What the... "Kamu... bisa bahasa ikan?"

"Seluruh mahkluk hidup di alam semesta ini bisa saling memahami jika kita bersedia saling mendengar," kata Milk misterius. "Yang perlu dilakukan hanyalah menyelaraskan gelombang-"

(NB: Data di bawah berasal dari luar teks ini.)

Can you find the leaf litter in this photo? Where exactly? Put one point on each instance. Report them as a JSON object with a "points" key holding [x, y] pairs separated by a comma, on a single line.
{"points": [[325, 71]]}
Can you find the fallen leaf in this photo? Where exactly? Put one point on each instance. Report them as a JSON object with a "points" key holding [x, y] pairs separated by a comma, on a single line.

"Oke, oke." Bobo pasti ngakak guling-guling kalau melihat ini! "Kamu nggak boleh makan ikan di kolam ini..." Milk melirik Fugu di akuarium. "Dan ikan hidup lainnya di rumah ini, oke?"

Milk mengangguk muram.

Teana jadi kasihan melihatnya. Kapan terakhir Milk makan? Seingatku cowok ini belum makan apa-apa sejak kami bertemu! "Kamu mau makan apa, Milk? Sini, ikut aku ke dapur..."

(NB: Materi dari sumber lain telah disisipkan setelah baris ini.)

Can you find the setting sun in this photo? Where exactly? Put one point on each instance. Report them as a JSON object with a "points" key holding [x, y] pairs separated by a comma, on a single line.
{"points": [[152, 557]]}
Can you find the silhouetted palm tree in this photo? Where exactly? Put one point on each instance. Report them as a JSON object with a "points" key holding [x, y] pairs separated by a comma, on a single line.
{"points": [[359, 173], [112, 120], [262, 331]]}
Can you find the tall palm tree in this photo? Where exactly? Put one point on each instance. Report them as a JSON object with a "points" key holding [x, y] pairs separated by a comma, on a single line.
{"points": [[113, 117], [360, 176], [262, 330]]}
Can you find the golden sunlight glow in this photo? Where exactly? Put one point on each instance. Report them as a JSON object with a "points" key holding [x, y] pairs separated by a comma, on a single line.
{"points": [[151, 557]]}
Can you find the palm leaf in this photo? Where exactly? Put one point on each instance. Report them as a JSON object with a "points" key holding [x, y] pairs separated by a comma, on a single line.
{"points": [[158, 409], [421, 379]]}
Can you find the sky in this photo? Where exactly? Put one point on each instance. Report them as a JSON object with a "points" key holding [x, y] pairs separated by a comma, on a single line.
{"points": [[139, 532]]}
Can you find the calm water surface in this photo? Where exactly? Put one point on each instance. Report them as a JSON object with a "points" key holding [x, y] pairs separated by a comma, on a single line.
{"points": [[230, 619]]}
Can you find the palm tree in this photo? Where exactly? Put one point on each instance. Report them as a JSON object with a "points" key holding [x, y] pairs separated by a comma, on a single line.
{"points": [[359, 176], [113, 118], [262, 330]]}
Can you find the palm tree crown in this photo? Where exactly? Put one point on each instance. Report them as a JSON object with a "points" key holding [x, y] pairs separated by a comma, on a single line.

"Apa saja, Teana," kata cowok itu. Dia kedengaran letih. "Daya Jiguku sudah sekarat dan aku tak bisa lagi bergantung padanya, setidaknya sampai T2 bisa diperbaiki."

"Boni sedang memperbaikinya. Paling sebentar lagi selesai," kata Teana menenangkan. Setiap kali menyebut soal T2 yang rusak, gadis itu merasa agak berdosa, meski dia tahu bukan dia yang merusaknya. "Aku bikinin kamu sarapan, ya..."

Teana menarik Milk ke dapur. Seperti dugaannya, kulit tangan Milk halus sekali. Terlintas di benak Teana untuk menggoda Milk ("Kulit kamu halus banget, sering pakai lulur susu, ya?") tapi cepat-cepat dibatalkannya niat itu karena Milk pasti akan bertanya apa itu lulur dan hidup Teana sudah cukup ribet tanpa perlu menjelaskan hal-hal sesederhana luluran pada Milk.

Mereka berdua duduk di meja makan. Teana menyalakan ketel air panas lalu mengeluarkan roti tawar dari bungkusannya dan mulai mengolesinya dengan selai stroberi.

"Kenapa Teana tidak..." Milk menunjuk kompor. "Memasak?"

Karena aku nggak bisa masak. "Kamu mau nasi goreng, Milk? Aku harus umm... nunggu Mama bangun dulu. Sebentar lagi, kok. Mereka suka bangun kesiangan kalau hari Minggu begini."

"Tidak apa-apa, Teana," kata Milk. "Teana jangan memasak. Memasak berbahaya. Di kolong laci itu Mama juga punya senjata peledak seperti yang ada di rumah Bobo..."

"Itu bukan peledak, Milk. Itu namanya 'tabung gas'. Fungsinya untuk menyalakan api."

"Berarti bisa dipakai untuk membakar ikan?"

"Nggak bisa! Pokoknya jangan kamu utak-atik ya. Ini, makan roti ini dulu. Kalau kamu nggak suka selai stroberi, ini ada Ceres coklat susu. Kalau masih lapar, aku bikinin lagi."

Milk mengambil dua tangkup roti isi selai stroberi itu dan melahapnya. Sambil mengunyah, Teana mengamati kalau tubuh dan rambut Milk seperti berpendar – dia jadi semakin kinclong sama seperti ketika pertama kali mereka bertemu.

Rupanya kalau daya Milk menurun, itu terlihat jelas dari penampilannya, pikir Teana. Cowok itu jadi lusuh kalau dayanya kurang. Setelah makan, Milk seperti baterai yang baru diisi ulang.

"Apa semua orang di planet kamu bertahan hidup dengan Daya Jigu? Kemarin pas di supermarket kamu bilang kalau kalian tidak sering-sering makan."

Milk mengangguk. "Tujuh puluh lima persen energi kami dipasok dari Daya Jigu."

Pantasan Milk jadi lemas begini. "Berarti... wanita yang menyerang kamu waktu itu, dia juga punya pasokan Daya Jigu kan?"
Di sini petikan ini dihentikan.